I often end up with several nested foreach
loops and sometimes when writing general functions (e.g. for a package) there is no level which is obvious to parallelize
If you end up with several nested foreach loops, I'd rethink my approach. Using parallel versions of tapply
can solve a lot of that hassle. In general, you shouldn't use nested parallelization, as that doesn't bring you anything. Parallelize the outer loop, and forget about the inner loop.
Reason is simple : if you have 3 connections in your cluster, the outer dopar loop will use all three. The inner dopar loop will not be able to use any extra connections, as there are none available. So you don't gain a thing. Hence, the mock-up you give doesn't make sense at all from a programming point of view.
Your second question is answered pretty easily by the function getDoParRegistered()
which returns TRUE when a backend is registered, and FALSE otherwise.

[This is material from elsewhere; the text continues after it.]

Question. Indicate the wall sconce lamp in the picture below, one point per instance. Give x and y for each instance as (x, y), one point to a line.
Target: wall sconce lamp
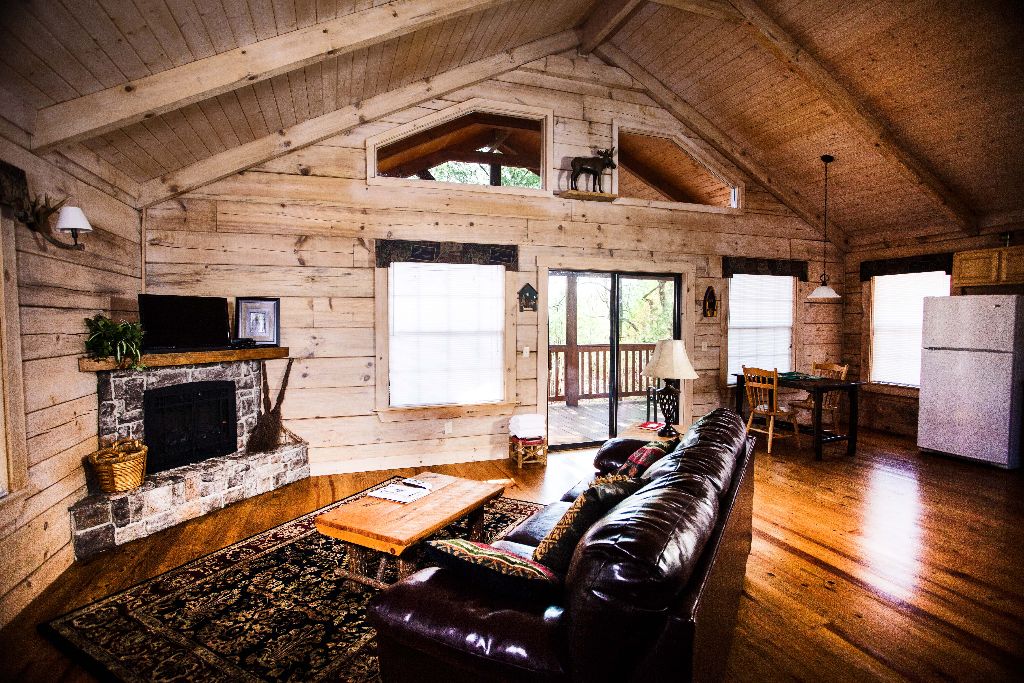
(70, 220)
(36, 214)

Pay attention though :
eg :
require(foreach)
require(doSNOW)
cl <- makeCluster(rep("localhost",2),type="SOCK")
getDoParRegistered()
[1] FALSE
registerDoSNOW(cl)
getDoParRegistered()
[1] TRUE
stopCluster(cl)
getDoParRegistered()
[1] TRUE
But now running this code :
a <- matrix(1:16, 4, 4)
b <- t(a)
foreach(b=iter(b, by='col'), .combine=cbind) %dopar%
(a %*% b)
will return in an error :
Error in summary.connection(connection) : invalid connection
You could build an extra check. A (hideously ugly) hack you can use to check that the connection registered by doSNOW
is valid, can be :
isvalid <- function(){
if (getDoParRegistered() ){
X <- foreach:::.foreachGlobals$objs[[1]]$data
x <- try(capture.output(print(X)),silent=TRUE)
if(is(x,"try-error")) FALSE else TRUE
} else {
FALSE
}
}
Which you could use as
if(!isvalid()) registerDoSEQ()
This will register the sequential backend if getDoParRegistered() returns TRUE but there is no valid cluster connection any longer. But again, this is a hack, and I have no idea if it works with other backends or even other types of cluster types (I use sockets mostly).